Since Cooley’s father was honored nationwide, Cooley feared the idea of failure. He did not know where he belonged in life and did not know what he wanted to do with his life. He questioned if he wanted to study science, mathematics, social science, psychology or sociology. Cooley decided that he wanted to study sociology because it gave him the ability to think and analyze social problems. He began teaching sociology in the academic year of 1894 to 1895.
He also had a very prominent role in the development of symbolic interactionism, in which he worked heavily with another fellow staff member from the University of Michigan, psychologist John Dewey. Cooley married Elsie Jones in 1890, who was the daughter of a professor of medicine at the University of Michigan. Cooley differed from her husband in that she was outgoing, energetic, and hence capable of ordering their common lives in such a manner that mundane cares were not to weigh very heavily on her husband. The couple had three children, a boy and two girls, and lived quietly and fairly withdrawn in a house close to the campus. Cooley is noted for his displeasure at the divisions within the sociological community over methodology.
He preferred an empirical, observational approach. While he appreciated the use of statistics, he preferred case studies: often using his own children as the subjects on his observation. In his thesis he discussed the growth and expansion during the nineteenth century. This book was notable for its conclusion that towns and cities tend to be located at the confluence of transportation routes—the so-called break in transportation. In the “Social Organization” Cooley asks what makes up a society. He focuses on the relationship between the individual to the larger unity of the society.
He viewed society and the individual as one since they cannot exist without one another. Where the society has a strong impact on the individual behavior and vice versa. He also concluded that the more industrialized a society becomes, the more individualistic it becomes. Social Process was more of an essay based work that expressed Cooley’s social theories. It was more philosophical than sociological. Cooley’s theories were manifested in response to a threefold necessity that had developed within the realm of society.
The first of which was the necessity to create an understanding of societal phenomena that highlighted the subjective mental processes of individuals yet realized that these subjective processes were effects and causes of society’s processes. In regards to these, aforementioned, dilemmas Cooley responded by stating “society and individual denote not separable phenomena but different aspects of the same thing, for a separate individual is an abstraction unknown to experience, and so likewise is society when regarded as something apart from individuals. The Looking-glass self is created through the imagination of how one’s self might be understood by another individual.
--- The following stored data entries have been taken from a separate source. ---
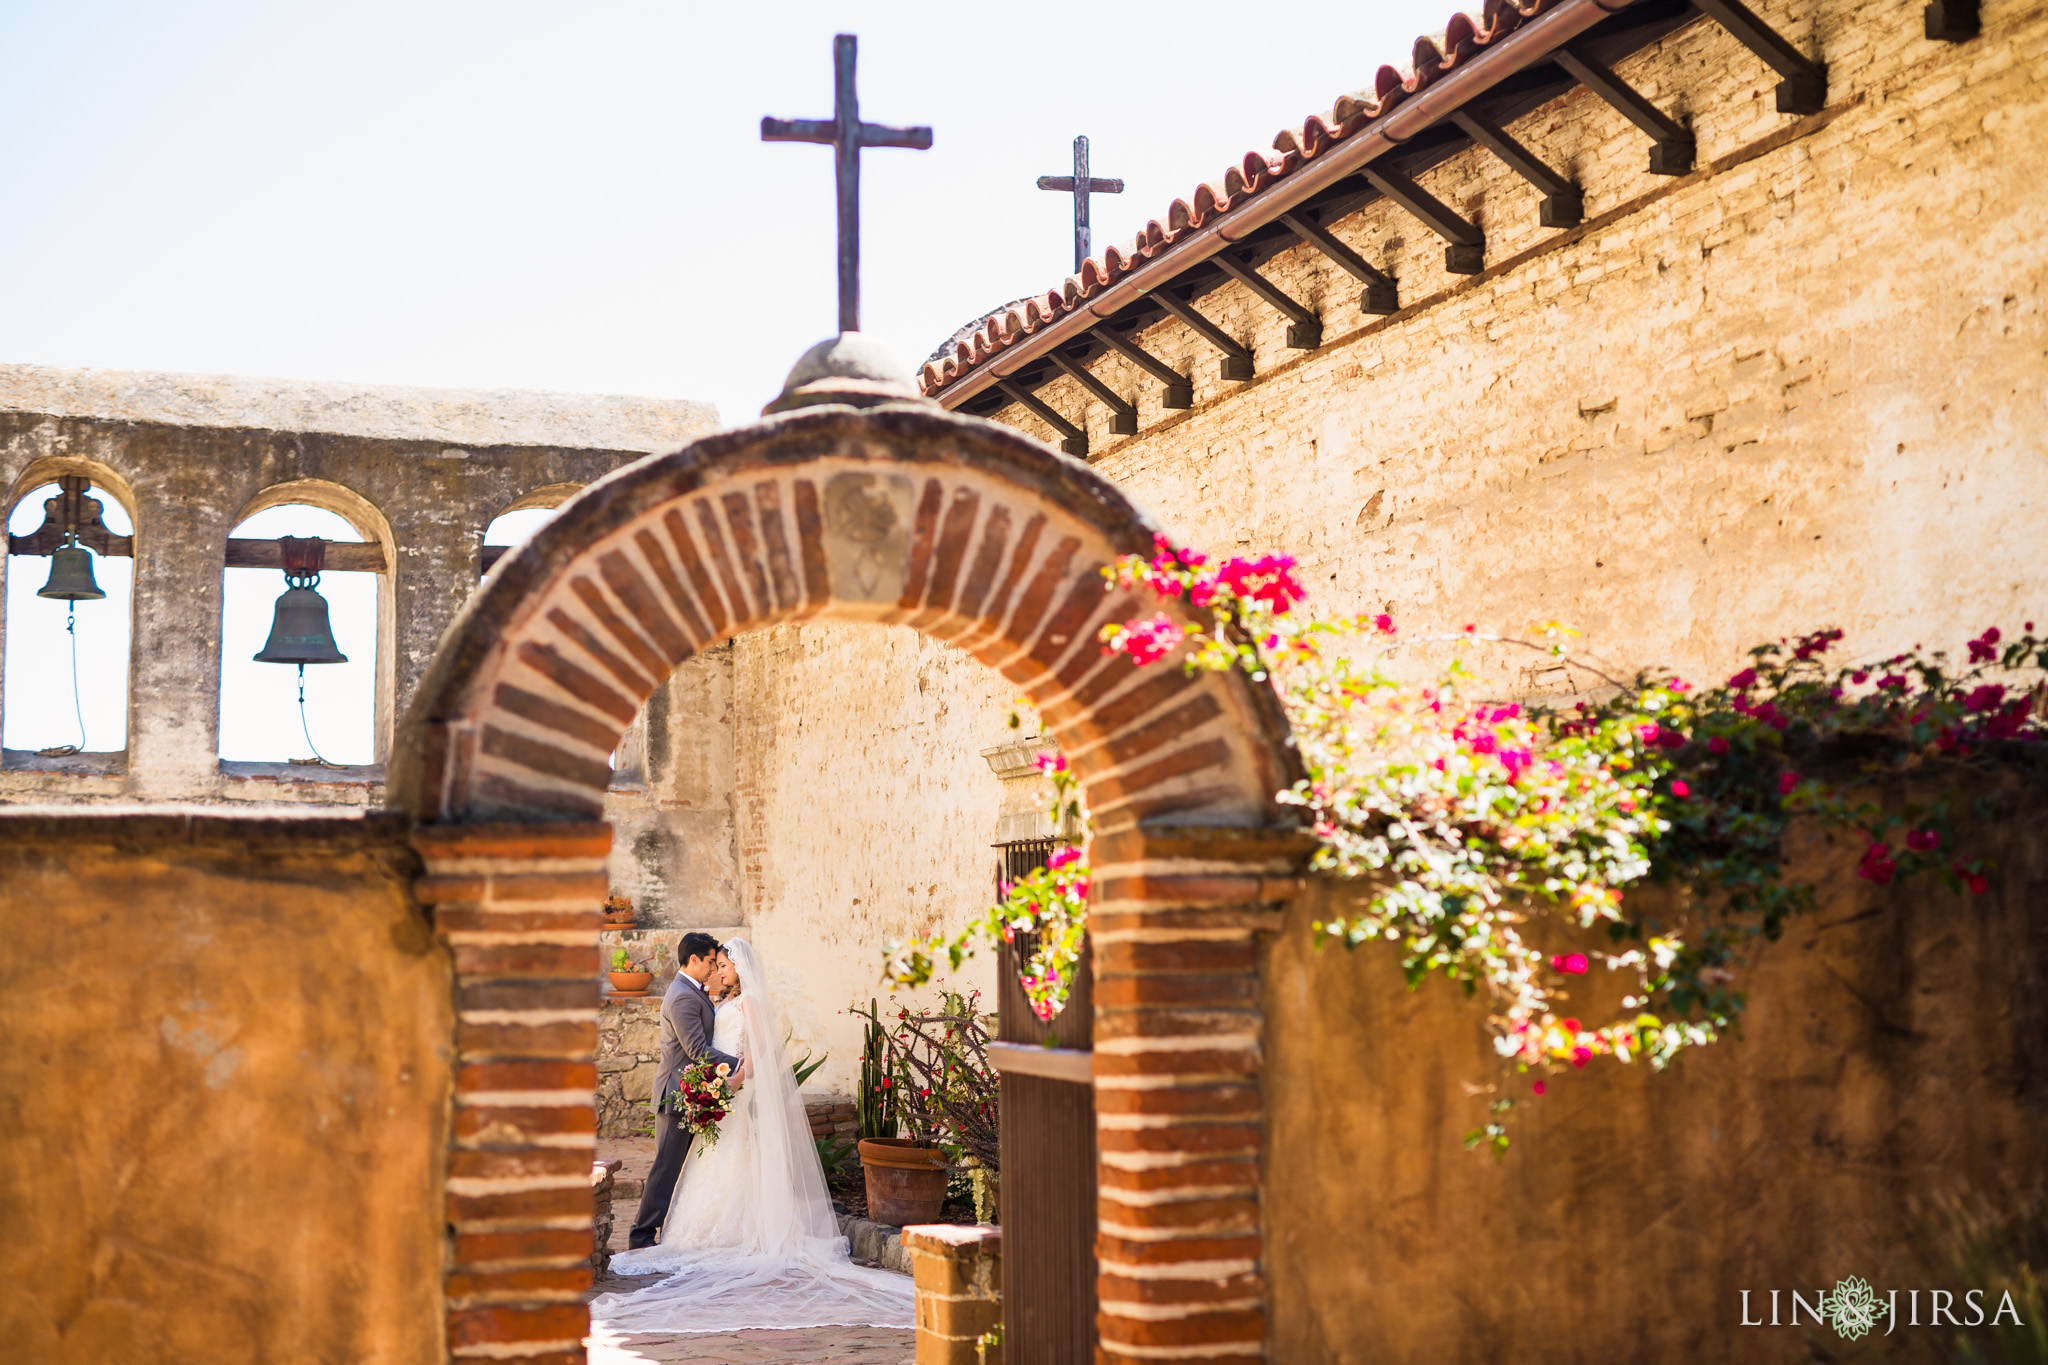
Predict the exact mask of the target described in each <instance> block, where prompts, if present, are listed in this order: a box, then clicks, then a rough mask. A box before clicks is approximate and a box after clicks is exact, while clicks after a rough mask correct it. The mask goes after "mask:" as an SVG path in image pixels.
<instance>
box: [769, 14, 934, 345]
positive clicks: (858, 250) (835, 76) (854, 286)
mask: <svg viewBox="0 0 2048 1365" xmlns="http://www.w3.org/2000/svg"><path fill="white" fill-rule="evenodd" d="M856 47H858V39H856V37H854V35H852V33H842V35H838V37H834V39H831V92H834V94H831V119H762V141H817V143H827V145H831V147H834V162H836V164H838V172H840V176H838V178H840V332H860V149H862V147H915V149H918V151H930V147H932V129H891V127H885V125H881V123H862V121H860V96H858V94H856V92H854V49H856Z"/></svg>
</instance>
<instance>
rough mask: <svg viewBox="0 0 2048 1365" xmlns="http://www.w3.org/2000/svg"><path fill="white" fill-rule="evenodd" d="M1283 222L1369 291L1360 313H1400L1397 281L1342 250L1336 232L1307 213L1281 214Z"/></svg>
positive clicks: (1359, 259) (1340, 244) (1400, 305)
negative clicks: (1372, 267)
mask: <svg viewBox="0 0 2048 1365" xmlns="http://www.w3.org/2000/svg"><path fill="white" fill-rule="evenodd" d="M1280 221H1282V223H1286V225H1288V229H1290V231H1292V233H1294V235H1296V237H1300V239H1303V241H1307V244H1309V246H1313V248H1315V250H1317V252H1321V254H1323V256H1329V258H1331V260H1333V262H1337V264H1339V266H1343V268H1346V270H1348V272H1350V274H1352V278H1354V280H1358V282H1362V284H1364V287H1366V293H1364V295H1360V299H1358V307H1360V311H1364V313H1374V315H1378V317H1386V315H1389V313H1399V311H1401V297H1399V293H1397V291H1395V278H1393V276H1391V274H1382V272H1380V270H1374V268H1372V266H1368V264H1366V260H1364V256H1360V254H1358V252H1354V250H1352V248H1348V246H1343V241H1339V239H1337V235H1335V233H1333V231H1329V229H1327V227H1323V225H1321V223H1317V221H1315V219H1311V217H1309V211H1307V209H1296V211H1292V213H1282V215H1280Z"/></svg>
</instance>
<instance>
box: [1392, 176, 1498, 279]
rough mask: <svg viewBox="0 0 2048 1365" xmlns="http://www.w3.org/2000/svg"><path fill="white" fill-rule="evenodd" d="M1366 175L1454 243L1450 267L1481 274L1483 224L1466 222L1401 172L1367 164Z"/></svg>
mask: <svg viewBox="0 0 2048 1365" xmlns="http://www.w3.org/2000/svg"><path fill="white" fill-rule="evenodd" d="M1362 174H1364V176H1366V182H1368V184H1372V188H1376V190H1378V192H1380V194H1384V196H1386V199H1391V201H1395V203H1397V205H1401V207H1403V209H1407V211H1409V213H1413V215H1415V217H1417V219H1421V223H1423V227H1427V229H1430V231H1434V233H1436V235H1438V237H1442V239H1444V241H1448V244H1450V246H1446V248H1444V268H1446V270H1450V272H1452V274H1479V272H1481V270H1483V268H1485V256H1487V233H1483V231H1479V223H1468V221H1464V219H1462V217H1458V215H1456V213H1452V211H1450V205H1446V203H1444V201H1440V199H1438V196H1436V194H1432V192H1430V190H1425V188H1421V186H1419V184H1415V182H1413V180H1409V178H1407V176H1403V174H1399V172H1393V170H1380V168H1378V166H1372V164H1366V168H1364V172H1362Z"/></svg>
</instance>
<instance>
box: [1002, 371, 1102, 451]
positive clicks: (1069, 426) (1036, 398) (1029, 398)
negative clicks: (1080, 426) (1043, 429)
mask: <svg viewBox="0 0 2048 1365" xmlns="http://www.w3.org/2000/svg"><path fill="white" fill-rule="evenodd" d="M995 387H997V389H1001V391H1004V393H1008V395H1010V397H1012V399H1014V401H1018V403H1022V405H1024V411H1028V413H1032V415H1034V417H1038V420H1040V422H1044V424H1047V426H1049V428H1053V430H1055V432H1059V448H1061V450H1065V452H1067V454H1087V432H1083V430H1081V428H1077V426H1073V424H1071V422H1067V420H1065V417H1061V415H1059V413H1057V411H1053V409H1051V407H1047V405H1044V403H1042V401H1040V399H1038V397H1036V395H1034V393H1032V391H1030V389H1026V387H1024V385H1020V383H1016V381H1014V379H997V381H995Z"/></svg>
This would later be termed “Empathic Introspection. This theory applied not only to the individual but to the macro-level economic issues of society and to those macro-sociological conditions which are created over time.
To the economy, Cooley presented a divergent view from the norm, stating that “even economic institutions could be understood solely as a result of impersonal market forces. With regard to the sociological perspective and its relevancy toward traditions he states that the dissolution of traditions may be positive, thus creating “the sort of virtues, as well as of vices, that we find on the frontier: plain dealing, love of character and force, kindness, hope, hospitality and courage. The concept of the “looking glass self” is undoubtedly his most famous, and is known and accepted by most psychologists and sociologists today. It expanded William James’s idea of self to include the capacity of reflection on its own behavior. You imagine how you appear to the other person. You imagine the judgment of the other person.
You feel some sense of pride, happiness, guilt, or shame. In line with William James’s thoughts, the concept of the looking glass self contributed to an increasing abandonment of the so-called Cartesian disjunction between mind and the external social world. Cooley sought to break down the barrier Cartesian thought had erected between the individual and its social context. Charles Cooley, Human Nature and the Social Order, p. 1907: Social Consciousness, American Journal of Sociology 12, 675-687 Previously published as above. 1913: The Institutional Character of Pecuniary Valuation, American Journal of Sociology 18, 543-555.